Venezuela is pinning its expectations for increased oil production on the Orinoco. The government would like to increase the output by 2.0 million b/d by 2020.

The Orinoco Belt could hold as much as 1.0 trillion barrels of heavy crude. However, developing the resource will be expensive. The crude is around 8° to 9° API gravity. Most refiners are unwilling to use such heavy crude. However, upgrading facilities in Venezuela can improve the crude to between 16° and 32° API.

Most of the crude is produced using diluents to thin the oil rather than heat. In order to boost production, gas-fired steam may be needed, which will increase demand for natural gas.

EIA estimated that the country produced around 2.36 million b/d of oil in 2010. Crude oil represented 2.09 million b/d of this total, with condensates, natural gas liquids (NGLs) accounting for the remaining production.

Venezuela contains billions of barrels in extra-heavy crude oil and bitumen deposits, most of which are situated in the Orinoco Belt in central Venezuela. According to a study released by the U.S. Geological Survey, the mean estimate of recoverable oil resources from the Orinoco Belt is 513 billion barrels of crude oil.

PDVSA began its Magna Reserva project in 2005 that divided the Orinoco Belt into 27 blocks and quantified the reserves in place.
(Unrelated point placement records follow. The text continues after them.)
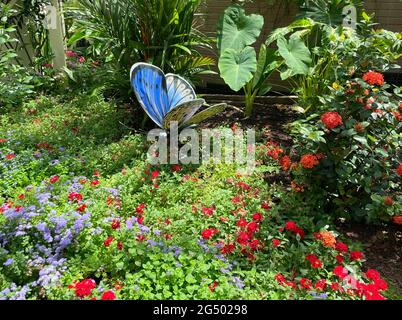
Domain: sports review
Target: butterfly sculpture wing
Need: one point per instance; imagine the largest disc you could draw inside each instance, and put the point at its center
(149, 85)
(168, 98)
(178, 90)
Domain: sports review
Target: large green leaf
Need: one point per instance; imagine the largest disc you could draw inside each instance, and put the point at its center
(237, 30)
(237, 67)
(296, 55)
(266, 64)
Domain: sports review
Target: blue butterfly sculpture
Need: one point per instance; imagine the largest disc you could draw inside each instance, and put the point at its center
(167, 98)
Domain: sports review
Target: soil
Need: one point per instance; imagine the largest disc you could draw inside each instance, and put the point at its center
(382, 246)
(270, 120)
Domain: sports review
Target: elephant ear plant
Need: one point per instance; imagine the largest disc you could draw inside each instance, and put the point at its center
(238, 63)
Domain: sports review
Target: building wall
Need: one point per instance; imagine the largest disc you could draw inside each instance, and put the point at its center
(388, 15)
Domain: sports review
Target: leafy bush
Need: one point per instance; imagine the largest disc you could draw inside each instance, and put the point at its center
(316, 54)
(357, 146)
(16, 83)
This initiative resulted in the upgrading of Venezuelan reserve estimates by more than 100 billion barrels, according to EIA.

Industry estimates place operating projects’ production levels at less than 500,000 b/d. Venezuela plans to further develop the Orinoco Belt in the coming years will require considerable technical and financial support.

In 2009, Venezuela signed bilateral agreements for the development of four major blocks in the Junin area. The following year, the country awarded two more major development licenses in the Carabobo region, EIA noted.

However, the political uncertainty in Venezuela has curtailed foreign investment in the country. Russia, China and Vietnam are some of the most recent countries showing an interest.

As the EIA noted, “given recent regulatory and operational problems, considerable uncertainty surrounds the future of Orinoco production.”